Jerusalem
Jerusalem is the central city of biblical history, worship, kingship, and future kingdom hope.
Jerusalem is the central city of biblical history, worship, kingship, and future kingdom hope.
Jerusalem is the central city of biblical kingship, temple worship, covenant memory, judgment, and future hope. It functions both as a historical city and as a dense theological symbol within the canon.
Jerusalem is the central city of biblical kingship, temple worship, covenant memory, judgment, and future hope. It functions both as a historical city and as a dense theological symbol within the canon. More fully, the entry should be read as part of Scripture’s unified history of creation, fall, covenant, kingdom, judgment, and redemption. Its significance is not exhausted by bare chronology or geography, because later biblical writers often recall persons, places, and events as theological signs within the unfolding canon.

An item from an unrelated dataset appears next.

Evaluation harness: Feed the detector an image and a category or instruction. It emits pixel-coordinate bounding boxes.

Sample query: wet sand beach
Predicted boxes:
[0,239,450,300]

Biblically, Jerusalem becomes the city of David, the location of the temple, the focal point of prophetic warning, and later the stage for the death and resurrection of Jesus and the birth of the church.
Historically, the entry names a real place that participates in the geography, memory, and symbolic weight of biblical history.
Theologically, Jerusalem matters because it gathers together themes of divine presence, kingship, worship, judgment, restoration, and the future holy city.
Do not treat Jerusalem as a mere map reference. Read the place in relation to the events, promises, judgments, or worship associations that give it biblical significance.
Jerusalem helps readers connect worship, kingdom hope, judgment, and restoration, training them to read the Bible's geography theologically rather than as background only.